The tree bath is a practice that comes from Japan. It is recognised as a measure of health prevention. It is the “Shinrin-Yoku”, or forest bathing. It simply consists in getting close to nature and immerse yourself in the atmosphere of the forest. To do so, all you need is to walk around a forest, or a parc, far from the noise of the city and cars. This walk, in quiet and silence, will draw on the five senses.
First of all, it is important to breathe deeply, through the mouth and the nose, to fill one’s lungs of the smells of the woods. There, the air is purer thanks to photosynthesis. This peaceful walk allows one to listen to the noises of nature, but also its silences : the singing of birds, the sound of the wind blowing through the leaves, or the rustle of small animals sneaking in and out of the weeds. Pauses are necessary to be able to contemplate the forest. One has to take the time to marvel at the beauty of nature, and touch prudently the trunks and leaves.
This is what Peter Wohlleben, a park ranger, explains in his best seller The Hidden Life of Trees.
Trees filter polluting substances, dust and pollen, and trap airborne particles. They also produce phytoncides. These are molecules we breathe in that have a positive effect on our bodies. Each species has particular characteristics. Conifer-tree-forests are invigorating, while deciduous-tree-forests are soothing. It is necessary to stay close to trees for at least 45 minutes, and if possible to have long walks of about 2 hours.
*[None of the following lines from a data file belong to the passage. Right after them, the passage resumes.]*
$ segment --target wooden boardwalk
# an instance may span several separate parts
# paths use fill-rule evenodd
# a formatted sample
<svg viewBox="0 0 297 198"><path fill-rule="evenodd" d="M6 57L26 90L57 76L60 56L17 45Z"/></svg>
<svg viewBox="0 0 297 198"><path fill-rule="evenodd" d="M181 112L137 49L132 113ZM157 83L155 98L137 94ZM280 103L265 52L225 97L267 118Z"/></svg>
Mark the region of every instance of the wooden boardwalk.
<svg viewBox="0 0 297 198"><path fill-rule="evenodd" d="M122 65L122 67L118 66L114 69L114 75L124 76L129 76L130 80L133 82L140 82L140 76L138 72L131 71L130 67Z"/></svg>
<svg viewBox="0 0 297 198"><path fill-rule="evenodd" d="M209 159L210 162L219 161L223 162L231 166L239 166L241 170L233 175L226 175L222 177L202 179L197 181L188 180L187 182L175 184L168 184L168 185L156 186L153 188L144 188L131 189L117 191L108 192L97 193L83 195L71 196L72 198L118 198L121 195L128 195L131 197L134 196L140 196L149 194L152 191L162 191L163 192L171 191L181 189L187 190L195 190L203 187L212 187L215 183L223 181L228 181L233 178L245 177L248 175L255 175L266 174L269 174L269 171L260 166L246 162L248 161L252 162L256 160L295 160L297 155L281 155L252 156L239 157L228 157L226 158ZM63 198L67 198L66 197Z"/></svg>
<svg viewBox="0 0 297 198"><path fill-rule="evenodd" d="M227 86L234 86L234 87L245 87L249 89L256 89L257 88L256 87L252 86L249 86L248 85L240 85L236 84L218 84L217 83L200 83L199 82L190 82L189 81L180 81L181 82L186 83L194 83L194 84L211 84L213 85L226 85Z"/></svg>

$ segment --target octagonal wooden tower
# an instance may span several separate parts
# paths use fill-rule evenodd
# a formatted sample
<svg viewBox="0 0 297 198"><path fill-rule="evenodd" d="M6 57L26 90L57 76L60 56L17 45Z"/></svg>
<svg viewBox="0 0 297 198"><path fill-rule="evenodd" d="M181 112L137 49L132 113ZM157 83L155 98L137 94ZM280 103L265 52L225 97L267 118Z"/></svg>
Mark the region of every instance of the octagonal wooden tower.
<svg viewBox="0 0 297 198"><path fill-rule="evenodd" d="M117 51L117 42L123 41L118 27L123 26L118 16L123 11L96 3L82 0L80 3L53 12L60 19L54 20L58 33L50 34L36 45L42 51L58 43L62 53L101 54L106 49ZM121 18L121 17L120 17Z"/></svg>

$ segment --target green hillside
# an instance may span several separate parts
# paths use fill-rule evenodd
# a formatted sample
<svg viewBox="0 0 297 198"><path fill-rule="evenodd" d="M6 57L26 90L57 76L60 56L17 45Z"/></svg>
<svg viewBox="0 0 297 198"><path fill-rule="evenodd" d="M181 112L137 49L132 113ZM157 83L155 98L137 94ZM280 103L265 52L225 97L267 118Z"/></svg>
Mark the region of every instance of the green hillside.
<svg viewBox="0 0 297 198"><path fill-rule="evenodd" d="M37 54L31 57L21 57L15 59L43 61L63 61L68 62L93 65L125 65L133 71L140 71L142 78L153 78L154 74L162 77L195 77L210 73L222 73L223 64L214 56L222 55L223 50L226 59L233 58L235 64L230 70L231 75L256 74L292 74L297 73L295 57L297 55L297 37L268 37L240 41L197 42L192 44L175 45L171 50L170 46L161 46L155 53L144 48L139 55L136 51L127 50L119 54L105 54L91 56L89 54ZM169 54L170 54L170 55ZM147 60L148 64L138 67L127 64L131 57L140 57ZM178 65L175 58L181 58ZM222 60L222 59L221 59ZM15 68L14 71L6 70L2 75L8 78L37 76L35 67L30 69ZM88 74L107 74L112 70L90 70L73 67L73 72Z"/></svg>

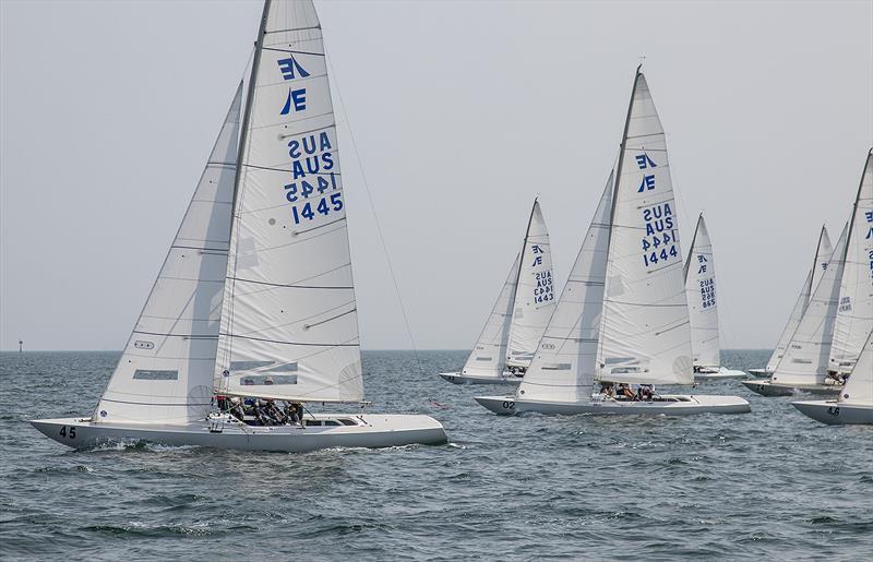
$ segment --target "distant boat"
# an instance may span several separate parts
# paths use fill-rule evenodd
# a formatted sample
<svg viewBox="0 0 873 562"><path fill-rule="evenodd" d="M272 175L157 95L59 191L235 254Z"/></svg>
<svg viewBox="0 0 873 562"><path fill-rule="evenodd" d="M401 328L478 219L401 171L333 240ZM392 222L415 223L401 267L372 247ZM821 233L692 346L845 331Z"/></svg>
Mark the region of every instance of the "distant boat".
<svg viewBox="0 0 873 562"><path fill-rule="evenodd" d="M691 251L685 262L685 294L689 301L691 349L694 379L715 381L745 379L743 371L721 367L721 346L718 331L718 297L713 242L703 213L697 217Z"/></svg>
<svg viewBox="0 0 873 562"><path fill-rule="evenodd" d="M534 201L516 256L479 339L461 372L440 373L455 384L518 383L557 302L549 231Z"/></svg>
<svg viewBox="0 0 873 562"><path fill-rule="evenodd" d="M499 415L740 414L737 396L643 392L692 384L684 264L667 144L637 69L614 176L610 176L570 278L521 386L476 400ZM595 390L639 384L633 399Z"/></svg>
<svg viewBox="0 0 873 562"><path fill-rule="evenodd" d="M873 151L851 219L828 260L791 340L768 381L743 381L764 396L794 390L837 395L873 330Z"/></svg>
<svg viewBox="0 0 873 562"><path fill-rule="evenodd" d="M428 416L306 412L274 423L278 415L255 418L237 402L284 400L299 414L307 403L363 400L346 198L310 0L265 3L238 142L241 105L242 84L96 411L31 423L76 449L444 443Z"/></svg>
<svg viewBox="0 0 873 562"><path fill-rule="evenodd" d="M750 369L749 372L752 375L769 379L770 374L776 370L776 366L779 364L779 360L785 355L785 350L788 349L788 344L791 342L791 336L794 335L794 331L798 328L803 313L806 312L806 308L810 306L812 292L815 287L818 286L822 275L824 275L827 270L827 261L830 260L830 254L833 253L834 247L830 243L827 228L822 226L822 230L818 234L818 243L815 246L815 259L813 260L812 268L803 280L803 287L800 289L800 295L798 295L794 301L794 308L791 309L788 323L782 328L781 335L779 335L779 340L767 361L767 366L764 369Z"/></svg>
<svg viewBox="0 0 873 562"><path fill-rule="evenodd" d="M828 425L873 425L873 331L868 334L849 381L836 400L802 400L791 405Z"/></svg>

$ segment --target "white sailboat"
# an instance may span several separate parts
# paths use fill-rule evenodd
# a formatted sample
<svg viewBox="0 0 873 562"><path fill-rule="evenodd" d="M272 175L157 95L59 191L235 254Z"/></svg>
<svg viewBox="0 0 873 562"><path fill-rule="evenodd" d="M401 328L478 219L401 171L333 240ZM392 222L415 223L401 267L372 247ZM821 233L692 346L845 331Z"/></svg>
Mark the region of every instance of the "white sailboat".
<svg viewBox="0 0 873 562"><path fill-rule="evenodd" d="M861 355L836 400L801 400L791 405L828 425L873 425L873 332L868 334Z"/></svg>
<svg viewBox="0 0 873 562"><path fill-rule="evenodd" d="M768 381L744 381L763 394L794 390L837 395L873 330L873 151L852 214L791 342Z"/></svg>
<svg viewBox="0 0 873 562"><path fill-rule="evenodd" d="M791 315L788 318L788 323L785 325L782 333L779 335L779 340L776 344L776 348L773 350L773 355L770 355L770 358L767 361L767 366L764 369L750 369L749 372L752 375L769 379L769 376L776 370L776 366L779 364L779 360L785 355L786 349L788 349L788 344L791 342L791 336L794 335L794 331L798 328L798 325L800 325L800 320L803 318L803 313L806 312L806 307L810 304L812 291L818 286L822 275L824 275L825 270L827 270L827 261L830 260L830 254L833 253L834 247L830 243L830 237L827 234L827 228L822 226L822 230L818 234L818 243L815 247L815 259L813 260L812 268L806 274L806 278L803 280L803 287L800 289L800 295L798 295L798 298L794 301L794 307L791 309Z"/></svg>
<svg viewBox="0 0 873 562"><path fill-rule="evenodd" d="M96 410L31 423L77 449L117 440L287 452L445 442L428 416L307 412L251 425L216 407L231 396L363 399L344 186L311 0L266 1L240 125L241 98L240 84Z"/></svg>
<svg viewBox="0 0 873 562"><path fill-rule="evenodd" d="M534 358L555 302L549 231L535 200L522 251L467 362L461 372L440 376L455 384L517 384Z"/></svg>
<svg viewBox="0 0 873 562"><path fill-rule="evenodd" d="M499 415L750 411L737 396L595 392L692 384L691 332L667 144L639 69L610 178L539 350L515 394L479 396ZM641 388L642 395L642 388Z"/></svg>
<svg viewBox="0 0 873 562"><path fill-rule="evenodd" d="M685 262L685 294L689 301L694 379L696 381L745 379L743 371L721 367L716 264L713 242L703 213L697 217L691 251Z"/></svg>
The more time spent within nature, the better we benefit from its positive effects on our health.
Aditionally, scientific studies were carried out from the 90’s on. They showed that after a walk in the forest, blood pressure decreases, depression and tiredness are eased, the sugar level in the blood diminishes and the quality of sleep improves. But be careful not to touch all trees. In fact, they can shelter allergen substances provoking rashes, as well as insects, whose bites would deprive us from tranquility.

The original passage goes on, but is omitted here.